So you didn't "accidentally" hire people. You did it with a lack of foresight. To me, that's different.
Saying you accidentally hired people makes it sound softer than it really is. If Raytheon or Boeing hired 2,000 people ahead of a defense contract they were sure they'd get, and didn't that wouldn't be an "accident." That would be poor planning (counting your eggs before they hatch kind of thing.)
Either way, I don't really care either way about Zynga. I don't think I've ever played their games, but at the same time I'm not hoping they fail.
You are a middle manager. Do you say "bob in the other department hired 5 people, so I guess I'll stick with the three I have"? Nope. You go straight to your VP and say a rival VP just got five guys, where's mine. If hiring is decentralized and no one is concerned about costs you end up growing exponential.
That sounds like what would happen at Strawman, Inc. I've worked at a bunch of companies, big and small, and have never seen hiring justified like that.
Now, getting people and teams transferred once they are hired? That's a whole different story.
Then the VP is not doing his/her job correctly.

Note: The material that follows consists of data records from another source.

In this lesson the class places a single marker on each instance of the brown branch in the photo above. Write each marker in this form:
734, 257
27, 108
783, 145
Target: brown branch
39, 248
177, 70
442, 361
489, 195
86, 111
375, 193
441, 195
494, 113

Someone needs to be aware of the budget for salaries and be responsible for ensuring it isn't exceeded (and held accountable if it is).
It's also very backwards (government-level!) thinking to be playing the hiring quota game like that. I'd much rather hire a few members in a kick-ass team than participate in a headcount battle.
I could see two people both hiring a janitor without realizing it, but not "accidentally" hiring a lot of developers, designers or whatever else.